A estabilidade política e o foco no social traduzem-se em resultados económicos reais. De acordo com o economista Luis Vargas Montoya, investigador da Universidade da Costa Rica, houve um crescimento de cerca de 10% nas exportações de manufaturas e serviços especializados nos últimos cinco anos e, contando com as zonas francas, o país atraiu até mais 20% de investimento estrangeiro por ano no período.
Atualmente, a Costa Rica é o terceiro país no mundo no ranking da atração de novos investimentos em relação ao seu PIB e o primeiro na América Latina.
“É precisamente o crescimento destes setores o principal motor da economia costa-riquenha, o que a levou a aumentar o seu rendimento per capita e a mudar o seu estatuto na escala do Banco Mundial”, afirma Montoya. A inflação no país deverá ser de apenas 1,6% este ano e a dívida pública está abaixo dos 60%, segundo o Banco Central do país.
O turismo é também uma parte importante do crescimento, representando 6,3% do PIB entre 2023 e 2024, segundo o Banco Central e o Instituto de Turismo da Costa Rica (ITCR).
“A população entende que o turismo é uma fonte de rendimento para si. É um país encantador. Muito parecido com o Brasil, mas muito, muito preservado e cuidado. Belezas naturais incríveis, povo acolhedor, boa comida, inclusive para vegans, clima tranquilo e seguro. Voltaria muitas vezes”, conta a designer gaúcha Julia Poloni.
Assim, a projeção da Organização para a Cooperação e Desenvolvimento Económico (OCDE) é que o PIB costa-riquenho cresça 3,5% este ano e 3,6% no próximo, num ciclo positivo para os habitantes locais.
“A classificação de um país como de rendimento alto gera confiança externa.

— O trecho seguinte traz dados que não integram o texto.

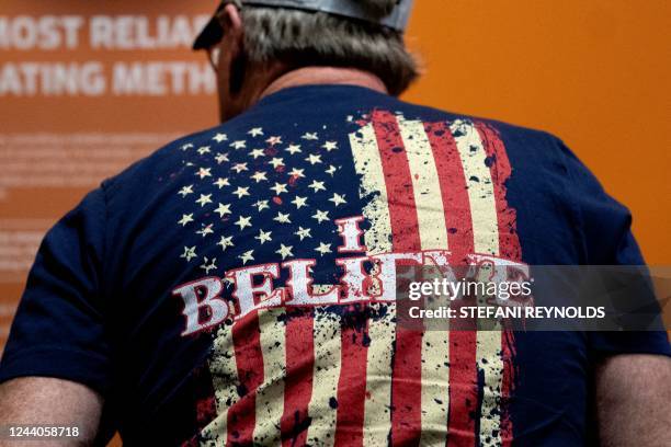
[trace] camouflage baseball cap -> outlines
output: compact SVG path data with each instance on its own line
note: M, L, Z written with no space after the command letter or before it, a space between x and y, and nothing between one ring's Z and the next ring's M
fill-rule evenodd
M402 32L408 25L412 2L413 0L397 0L397 4L394 10L386 16L372 14L367 9L361 5L359 0L224 0L217 9L217 12L220 11L227 3L238 4L239 7L249 4L264 8L285 8L315 12L321 11L334 15L377 23ZM217 18L214 16L196 37L193 44L193 49L209 47L213 43L220 41L221 34L221 25L219 24Z

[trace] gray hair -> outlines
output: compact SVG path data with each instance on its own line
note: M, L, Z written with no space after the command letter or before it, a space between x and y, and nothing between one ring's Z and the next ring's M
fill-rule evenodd
M388 14L396 0L365 0L372 13ZM418 77L402 34L388 27L325 12L244 5L248 61L280 60L289 68L334 66L378 76L398 95Z

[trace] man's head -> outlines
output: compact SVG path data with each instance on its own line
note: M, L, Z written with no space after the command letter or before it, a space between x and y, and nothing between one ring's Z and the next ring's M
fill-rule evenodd
M402 41L409 0L353 1L343 14L257 4L286 1L250 3L225 1L216 13L216 26L194 45L213 56L223 121L252 105L275 79L299 68L363 70L378 77L394 95L418 76ZM312 3L338 7L348 1Z

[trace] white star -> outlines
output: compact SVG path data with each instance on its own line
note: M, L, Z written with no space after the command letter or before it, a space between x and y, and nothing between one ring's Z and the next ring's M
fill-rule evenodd
M212 234L214 232L214 230L212 229L213 225L206 225L203 226L202 229L200 229L198 231L196 231L196 234L201 234L203 238L206 237L207 234Z
M273 220L280 222L280 224L291 224L292 221L289 220L289 214L283 214L277 211L277 216L273 217Z
M189 194L193 194L193 185L182 187L178 194L182 197L186 197Z
M217 207L217 209L215 209L215 213L218 214L219 217L224 217L227 214L232 214L232 211L230 210L230 205L224 205L221 203L219 203L219 206Z
M292 156L296 152L303 152L300 150L300 145L289 145L288 148L284 149L286 150L288 153L291 153Z
M247 163L236 163L234 164L231 170L236 171L238 174L242 171L249 171L249 169L247 168Z
M254 251L250 250L250 251L242 253L240 256L238 256L242 261L242 265L247 264L249 261L254 260L253 253Z
M331 252L331 244L319 242L319 247L317 247L315 251L318 251L323 256L325 254Z
M271 190L273 190L275 192L275 194L280 195L282 193L288 193L288 191L286 191L286 183L277 183L275 182L275 186L272 186Z
M211 169L209 168L201 168L198 169L198 172L196 172L196 175L201 177L201 180L205 179L206 176L212 176L212 174L209 173Z
M308 158L305 159L310 164L315 165L316 163L321 163L321 156L317 156L315 153L310 153Z
M203 268L205 271L205 274L208 275L211 270L216 270L217 268L216 262L217 262L216 257L213 257L212 262L211 262L207 259L207 256L205 256L205 257L203 257L203 265L201 265L201 268Z
M316 180L312 180L312 183L310 183L308 187L314 188L315 192L318 192L319 190L326 191L326 187L323 186L323 182L318 182Z
M317 214L315 214L312 218L317 219L317 221L321 224L322 221L329 220L329 211L320 211L318 209Z
M330 152L330 151L332 151L334 149L338 149L338 142L336 142L336 141L327 141L321 147L325 148L327 150L327 152Z
M261 213L262 210L264 210L266 208L270 208L270 206L268 206L268 200L258 200L252 206L258 207L259 208L259 213Z
M247 135L251 135L252 137L258 137L260 135L263 135L263 128L262 127L254 127L253 129L248 131Z
M244 227L251 227L251 217L240 216L236 225L240 227L240 230L243 230Z
M255 180L257 183L259 183L259 182L261 182L263 180L268 181L268 179L265 177L265 172L261 172L261 171L254 172L253 175L250 175L250 179Z
M220 190L224 186L230 186L230 183L228 183L228 179L218 177L217 181L213 183L213 185L218 186Z
M226 134L217 134L214 137L212 137L212 139L217 142L221 142L221 141L226 141L228 137L226 136Z
M215 157L215 161L217 162L217 164L221 164L223 162L230 160L228 160L228 153L218 152L217 157Z
M263 151L263 149L252 149L252 151L249 152L249 156L253 157L255 160L259 157L265 157L265 152Z
M182 215L182 218L178 221L182 227L186 227L186 224L193 222L193 213L187 215Z
M254 236L254 239L259 240L259 243L263 245L263 242L270 242L273 239L271 238L272 231L263 231L259 230L259 236Z
M234 191L234 194L237 195L238 198L242 198L246 195L249 195L249 187L238 186L238 188Z
M269 161L268 164L272 164L273 168L277 169L277 167L283 167L284 165L284 160L282 160L281 158L275 157L271 161Z
M221 239L219 239L219 242L217 242L217 245L221 247L221 251L226 251L227 248L234 247L232 236L229 236L228 238L223 236Z
M191 260L193 257L197 257L197 254L195 254L195 245L194 247L184 247L184 253L182 253L180 255L180 257L185 259L186 262L191 262Z
M303 228L303 227L298 227L298 231L296 231L294 234L299 237L300 240L304 240L305 238L311 238L312 237L312 234L310 234L310 229L309 228Z
M296 198L292 200L292 204L296 205L296 209L300 209L307 206L307 197L296 196Z
M293 256L294 253L292 253L292 250L294 249L293 245L285 245L283 243L280 244L280 250L276 250L275 253L281 254L282 259L285 260L286 256Z
M244 149L247 147L247 141L238 140L230 144L230 147L234 149Z
M348 203L348 200L344 199L344 195L338 193L333 193L333 197L329 198L329 202L332 202L336 206Z
M207 204L212 204L212 194L201 194L201 197L196 200L196 204L200 204L201 208Z
M289 176L293 176L293 177L295 177L295 179L300 179L300 177L305 177L304 172L305 172L305 169L297 169L297 168L294 168L294 169L292 169L292 170L288 172L288 174L289 174Z

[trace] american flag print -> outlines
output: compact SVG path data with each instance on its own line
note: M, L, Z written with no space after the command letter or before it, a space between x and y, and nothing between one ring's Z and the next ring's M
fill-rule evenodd
M513 334L410 330L394 302L400 261L522 262L500 135L384 110L346 121L340 137L254 127L180 149L193 173L175 225L194 242L179 261L201 275L173 295L183 336L213 334L190 445L510 445Z

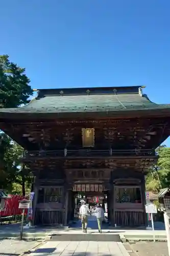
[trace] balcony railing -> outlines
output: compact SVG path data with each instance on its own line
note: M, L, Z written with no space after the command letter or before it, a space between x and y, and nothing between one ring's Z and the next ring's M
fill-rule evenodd
M23 158L24 159L46 157L111 157L111 156L155 156L155 152L153 150L60 150L51 151L26 151Z

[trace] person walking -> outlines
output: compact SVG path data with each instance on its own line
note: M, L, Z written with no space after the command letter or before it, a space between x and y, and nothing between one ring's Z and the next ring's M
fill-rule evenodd
M99 232L101 233L102 222L105 218L105 213L104 209L99 204L96 205L95 212L98 221Z
M88 212L90 211L88 206L86 204L85 201L82 202L82 205L80 209L80 219L81 220L82 231L87 233L88 222Z

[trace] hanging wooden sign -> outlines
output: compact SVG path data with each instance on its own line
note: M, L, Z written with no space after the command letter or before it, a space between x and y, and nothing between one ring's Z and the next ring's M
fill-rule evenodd
M103 186L101 184L99 185L99 192L103 192Z
M94 185L94 191L95 192L98 192L99 191L99 185L98 184Z
M90 184L90 191L91 192L93 192L94 190L94 184Z
M85 192L86 191L86 185L82 185L81 188L82 188L82 191L83 192Z
M77 191L78 192L81 192L81 185L77 185Z
M87 191L87 192L90 191L90 185L89 184L86 184L86 191Z
M77 185L76 184L75 184L74 186L74 187L72 187L72 191L74 192L76 192L77 191Z

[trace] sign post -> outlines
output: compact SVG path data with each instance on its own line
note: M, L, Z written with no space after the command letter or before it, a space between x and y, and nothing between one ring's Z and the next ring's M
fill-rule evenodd
M168 251L168 255L170 256L170 229L169 229L169 215L170 212L168 210L167 212L164 212L164 221L165 222L165 230L167 238L167 248Z
M148 204L145 204L145 208L147 214L151 214L152 229L153 231L154 231L154 220L153 220L153 214L157 214L157 207L155 204L154 204L152 203L149 203ZM154 242L155 242L154 232L153 233L153 236L154 236Z
M21 221L21 227L20 227L20 236L19 236L19 239L20 240L21 240L22 238L23 225L24 215L25 215L25 209L29 209L30 202L30 201L29 200L23 200L20 201L19 202L19 209L22 209L22 221Z

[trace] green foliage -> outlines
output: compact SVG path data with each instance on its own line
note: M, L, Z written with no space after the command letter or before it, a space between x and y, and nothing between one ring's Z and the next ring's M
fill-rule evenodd
M10 62L9 56L0 55L0 108L16 108L28 102L33 90L25 72Z
M158 162L150 168L146 179L148 190L159 191L170 187L170 147L165 145L157 149Z
M0 108L17 108L28 102L33 90L25 72L8 55L0 55ZM30 187L30 170L21 162L23 151L0 131L0 188L9 193L22 190L24 194Z

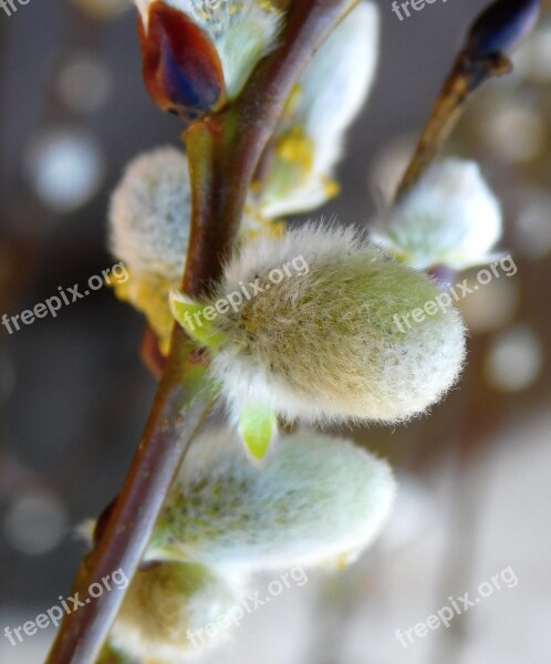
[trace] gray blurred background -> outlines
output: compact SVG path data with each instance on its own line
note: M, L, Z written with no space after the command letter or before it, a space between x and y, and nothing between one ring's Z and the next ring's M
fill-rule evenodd
M121 6L111 12L110 7ZM381 61L323 210L367 224L430 108L465 27L485 3L436 0L399 22L380 0ZM97 15L97 7L105 12ZM113 264L110 191L124 165L180 125L146 95L135 11L124 0L30 0L0 8L0 315ZM219 664L548 664L551 662L551 29L492 82L449 151L477 158L503 201L518 273L461 303L466 375L430 418L356 430L394 464L395 516L356 567L312 574L259 611ZM69 183L69 184L67 184ZM110 289L9 335L0 328L0 662L42 661L51 632L11 647L4 625L66 595L73 535L116 495L155 388L138 360L143 319ZM511 567L453 625L403 649L412 627ZM261 583L261 581L259 581Z

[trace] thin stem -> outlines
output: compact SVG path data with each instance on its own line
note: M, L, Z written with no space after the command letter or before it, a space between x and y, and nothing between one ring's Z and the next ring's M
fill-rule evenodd
M257 68L240 101L186 132L193 211L183 287L189 295L220 278L247 189L281 108L314 50L356 1L295 1L280 46ZM165 496L211 406L204 391L206 370L204 355L175 325L142 442L98 542L77 573L75 588L84 602L92 583L101 584L116 570L127 579L136 572ZM93 664L124 594L125 589L113 589L66 615L48 664Z

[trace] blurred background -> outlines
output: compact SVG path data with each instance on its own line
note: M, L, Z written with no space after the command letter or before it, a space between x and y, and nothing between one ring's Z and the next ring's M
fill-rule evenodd
M128 4L0 8L0 315L110 268L106 209L124 165L178 143L178 121L143 89ZM323 210L346 222L368 224L392 190L484 6L436 0L401 22L391 4L380 2L378 76L350 135L343 193ZM551 662L551 11L514 63L477 96L447 151L480 162L518 271L460 303L469 365L430 417L353 433L396 469L393 519L356 566L309 574L201 664ZM0 328L3 664L43 661L51 631L12 647L3 629L69 594L84 551L74 529L122 483L155 390L138 359L143 325L104 288L56 318ZM397 629L508 568L514 587L401 644Z

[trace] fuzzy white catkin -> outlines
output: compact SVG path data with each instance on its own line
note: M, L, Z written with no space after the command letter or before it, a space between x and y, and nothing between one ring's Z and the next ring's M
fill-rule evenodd
M147 28L156 0L134 0ZM164 0L185 13L210 38L223 71L228 98L242 90L259 60L274 45L281 12L271 0Z
M110 246L135 272L177 282L189 238L190 187L184 152L164 146L126 167L113 193Z
M236 433L206 430L186 456L147 557L230 573L343 564L378 535L394 494L386 461L350 440L283 436L258 468Z
M174 664L216 645L205 635L238 605L242 588L200 564L163 562L138 571L113 625L110 645L133 661ZM200 637L199 637L200 634Z
M283 273L279 283L272 269ZM211 372L236 418L253 403L288 421L399 422L438 402L459 375L465 326L457 310L410 318L440 295L439 286L352 229L309 225L259 239L227 266L217 294L256 278L269 289L242 297L212 323L226 338ZM401 329L404 315L409 324Z
M262 214L311 210L337 193L333 170L375 77L378 33L376 4L362 1L305 68L274 137L274 157L259 195Z
M490 262L501 238L499 203L475 162L433 164L396 208L383 215L373 239L417 269L462 270Z
M117 283L115 292L147 317L163 352L168 351L173 325L168 292L181 281L190 210L187 157L171 146L135 157L111 199L110 248L128 271L128 280ZM241 239L277 229L276 222L246 212Z

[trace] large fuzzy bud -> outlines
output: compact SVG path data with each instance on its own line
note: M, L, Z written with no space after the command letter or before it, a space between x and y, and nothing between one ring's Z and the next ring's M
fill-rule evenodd
M378 9L362 1L315 53L288 101L258 186L263 215L311 210L337 194L333 172L371 90L377 52Z
M373 238L417 269L465 269L489 262L501 237L499 204L475 162L433 164Z
M180 662L215 644L215 639L199 640L197 634L229 614L239 591L239 583L200 564L153 564L133 578L110 636L111 647L137 662Z
M115 292L147 317L164 353L168 351L174 320L168 293L181 281L190 210L186 154L169 146L133 159L111 200L111 251L129 274L127 281L115 286ZM246 214L241 237L279 235L278 228L274 222Z
M237 434L206 430L186 456L147 556L230 574L342 564L378 535L394 492L388 465L349 440L284 436L258 468Z
M144 82L187 121L236 97L272 48L281 14L271 0L135 0Z
M465 329L449 295L412 324L413 310L439 302L439 286L351 229L306 226L247 245L217 294L195 318L173 294L173 311L212 346L212 375L250 430L270 411L401 422L436 403L462 366Z

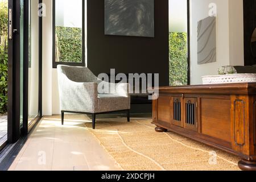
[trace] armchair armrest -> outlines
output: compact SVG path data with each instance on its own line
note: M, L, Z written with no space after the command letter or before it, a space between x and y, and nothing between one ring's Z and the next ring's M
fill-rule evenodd
M129 97L130 84L120 83L115 84L115 94L122 97Z
M61 110L93 113L98 97L96 82L76 82L64 76L59 78Z

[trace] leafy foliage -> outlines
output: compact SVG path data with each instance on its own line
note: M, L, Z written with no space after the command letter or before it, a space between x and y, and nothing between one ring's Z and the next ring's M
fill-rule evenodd
M56 61L82 62L82 28L56 27Z
M187 33L169 33L169 80L172 86L187 85Z
M8 5L0 2L0 114L7 111Z

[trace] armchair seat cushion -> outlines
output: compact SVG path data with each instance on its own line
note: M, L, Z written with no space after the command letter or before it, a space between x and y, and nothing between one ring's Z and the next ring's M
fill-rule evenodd
M128 110L130 98L113 94L98 94L96 113Z

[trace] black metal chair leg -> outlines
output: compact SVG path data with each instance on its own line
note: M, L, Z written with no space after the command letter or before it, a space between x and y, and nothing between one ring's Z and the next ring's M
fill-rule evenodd
M130 122L130 110L127 110L127 121Z
M92 114L92 125L93 125L93 129L95 129L95 122L96 120L96 114Z
M64 112L61 111L61 125L64 125Z

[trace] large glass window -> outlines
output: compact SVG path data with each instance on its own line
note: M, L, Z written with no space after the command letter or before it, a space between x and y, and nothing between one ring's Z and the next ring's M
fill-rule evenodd
M84 1L53 1L53 67L85 65Z
M169 81L171 86L189 84L188 1L169 0Z

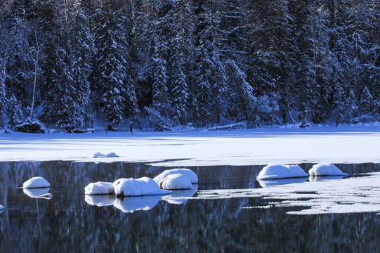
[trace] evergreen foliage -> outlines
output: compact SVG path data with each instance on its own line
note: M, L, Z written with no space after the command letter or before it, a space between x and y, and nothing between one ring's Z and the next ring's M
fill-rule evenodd
M376 1L15 0L1 10L0 127L17 124L14 110L68 130L100 110L111 126L147 117L161 130L380 119Z

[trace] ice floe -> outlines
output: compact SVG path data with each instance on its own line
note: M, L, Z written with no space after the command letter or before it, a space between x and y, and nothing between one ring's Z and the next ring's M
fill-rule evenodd
M113 186L117 196L159 195L171 193L160 189L153 179L146 176L138 179L119 179L113 183Z
M90 183L84 188L86 195L112 194L114 192L113 184L110 182Z
M308 176L299 165L268 164L256 177L258 180L280 179Z
M290 183L303 183L308 180L307 177L300 177L300 178L291 178L291 179L268 179L268 180L261 180L258 179L258 183L260 186L270 187L275 186L282 186Z
M342 180L305 182L252 189L198 190L195 200L260 197L267 205L243 208L293 207L290 214L380 212L380 172Z
M159 183L159 188L164 190L190 189L192 183L188 177L181 174L169 174Z
M154 178L153 180L159 184L159 182L161 182L166 176L171 174L183 174L183 176L185 176L186 177L189 179L191 183L198 183L198 177L197 176L197 174L193 171L189 169L166 169L162 171L162 173L161 173L159 175Z
M53 194L49 193L50 187L23 188L22 190L28 197L32 198L50 200L53 197Z
M335 164L332 163L321 163L313 165L309 170L310 176L348 176L342 172Z
M140 196L117 197L114 206L125 213L133 213L136 211L148 211L157 205L161 196Z
M41 176L34 176L28 181L24 182L22 188L45 188L50 187L49 182Z

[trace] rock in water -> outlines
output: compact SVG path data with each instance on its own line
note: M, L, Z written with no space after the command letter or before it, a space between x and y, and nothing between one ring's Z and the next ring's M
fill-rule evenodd
M49 182L41 176L34 176L24 182L22 188L45 188L50 187Z

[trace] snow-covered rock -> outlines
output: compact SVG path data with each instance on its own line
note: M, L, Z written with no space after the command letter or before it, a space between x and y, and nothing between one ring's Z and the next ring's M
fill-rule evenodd
M135 211L148 211L157 205L161 196L140 196L116 198L114 206L125 213L133 213Z
M93 158L114 158L114 157L119 157L119 155L116 155L114 152L112 152L107 155L104 155L100 152L97 152L93 155Z
M347 173L342 172L332 163L321 163L314 164L309 169L310 176L348 176Z
M110 195L86 195L84 196L84 200L91 205L106 207L114 205L114 196Z
M28 197L32 198L44 198L50 200L53 197L53 194L49 193L50 187L36 188L24 188L24 193Z
M104 158L104 157L107 157L105 156L105 155L104 154L102 154L100 152L97 152L95 154L93 155L93 158Z
M159 183L159 188L164 190L185 190L191 188L188 177L181 174L169 174Z
M112 157L119 157L119 155L116 155L114 153L112 152L110 153L108 153L105 155L107 157L112 158Z
M153 179L146 176L138 179L119 179L113 183L113 186L117 196L143 196L171 193L169 190L160 189Z
M198 177L197 176L197 174L194 173L193 171L189 169L166 169L162 173L161 173L159 175L154 178L153 180L155 181L158 184L159 184L159 183L162 181L162 180L164 179L166 176L171 174L183 174L183 176L185 176L186 177L189 179L191 183L198 183Z
M90 183L84 188L86 195L112 194L114 186L110 182Z
M45 188L50 187L50 183L41 176L34 176L24 182L22 188Z
M258 173L256 179L280 179L308 176L299 165L268 164Z

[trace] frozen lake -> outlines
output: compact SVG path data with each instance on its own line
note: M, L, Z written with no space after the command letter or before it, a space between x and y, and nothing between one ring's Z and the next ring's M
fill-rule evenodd
M307 170L313 164L300 165ZM268 188L256 180L261 165L188 167L199 179L192 190L165 197L117 199L86 197L84 188L97 181L154 177L168 167L124 162L0 162L0 205L6 207L0 214L0 252L376 252L380 248L380 211L376 205L369 209L366 202L379 200L379 190L367 182L377 180L380 164L336 165L351 176L320 182L306 178ZM33 198L27 195L32 193L18 188L34 176L51 183L51 199ZM359 190L346 185L360 185ZM362 209L297 215L313 209L310 200L317 198L326 198L339 209L341 203L317 193L318 188L330 189L341 202L347 201L345 192L355 190L353 200Z

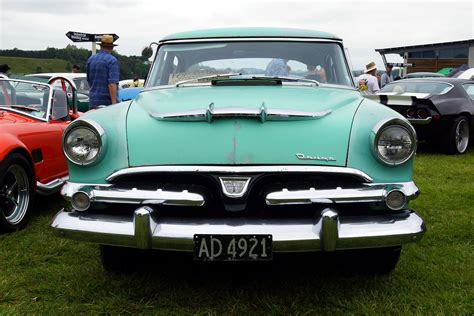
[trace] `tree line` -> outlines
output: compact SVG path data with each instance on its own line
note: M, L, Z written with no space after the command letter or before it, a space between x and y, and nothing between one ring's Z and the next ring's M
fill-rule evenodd
M48 47L45 50L20 50L18 48L0 50L0 56L6 57L62 59L67 61L65 71L71 71L72 65L77 64L81 67L82 72L85 72L87 59L91 55L90 50L71 44L66 48ZM120 65L120 79L130 79L135 76L145 78L148 74L150 67L148 58L151 56L149 48L143 50L142 56L124 56L115 51L112 52L112 55L118 59Z

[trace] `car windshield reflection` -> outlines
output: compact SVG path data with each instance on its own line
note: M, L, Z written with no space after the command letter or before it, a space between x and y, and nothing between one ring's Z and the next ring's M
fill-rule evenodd
M46 84L0 79L0 108L46 119L50 92Z

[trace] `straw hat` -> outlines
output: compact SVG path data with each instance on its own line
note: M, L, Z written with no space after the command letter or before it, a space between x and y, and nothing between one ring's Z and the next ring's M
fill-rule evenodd
M377 69L377 65L373 61L365 65L365 73L368 73L374 69Z
M100 39L100 43L98 43L102 47L114 47L117 44L114 44L114 37L112 35L104 34Z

Isso pode contribuir para atrair investimento, turismo e reformados, o que poderia potencialmente aumentar o crescimento económico”, afirma Montoya.
Mas “ainda há duas Costa Ricas”
Para além das lições que a Costa Rica oferece à América Latina, o país também enfrenta alguns problemas comuns em várias regiões do continente, como a desigualdade e a dependência de exportações de baixo valor acrescentado, o que cria vulnerabilidade, dada a elevada dinâmica e incerteza nas cadeias globais de valor.
“Infelizmente, ainda temos duas Costa Ricas em muitas áreas, como a produção, onde a realidade das empresas em regime especial [zonas francas] com altos níveis de produtividade é muito diferente daquela das empresas em regime permanente, como o resto da economia – por exemplo, os setores agrícola, comercial e da construção”, afirma Montoya.
Segundo o especialista, a desigualdade também se manifesta na educação: quem tem o ensino secundário completo ou superior, especialmente técnico ou universitário, vive em condições muito melhores do que quem não concluiu o ensino secundário. Além disso, há disparidades de género, com as mulheres em desvantagem no mercado de trabalho, e de idade, pois existem poucas oportunidades para os jovens.
“Na minha opinião, há uma ausência quase total de políticas produtivas voltadas para os setores e populações com menos oportunidades. As poucas tentativas que foram feitas carecem das condições mínimas que garantam a sua viabilidade: conteúdo orçamental, um enquadramento jurídico-institucional, uma estrutura operacional, liderança clara e mecanismos de avaliação”, considera.
O coeficiente de Gini – que mede a desigualdade num país, sendo que, quanto menor, menos desigual – da Costa Rica foi de 45,8, enquanto o do Uruguai e do Chile foram de 40,9 e 43,0, respetivamente, segundo os últimos dados disponíveis no Banco Mundial. O Brasil tem 51,6 pontos.
Para Carolina Pedroso, da Unifesp, esta desigualdade persistente também se reflete no aumento da violência no país, tema que tem ganhado destaque nos últimos anos. “Isso explica, por exemplo, a aproximação do governo de Rodrigo Chaves, da Costa Rica, a Nayib Bukele [presidente de El Salvador], chegando inclusive a ponderar a possibilidade de contratar o exército salvadorenho como uma espécie de guarda mercenária para conter a onda de violência”, afirma.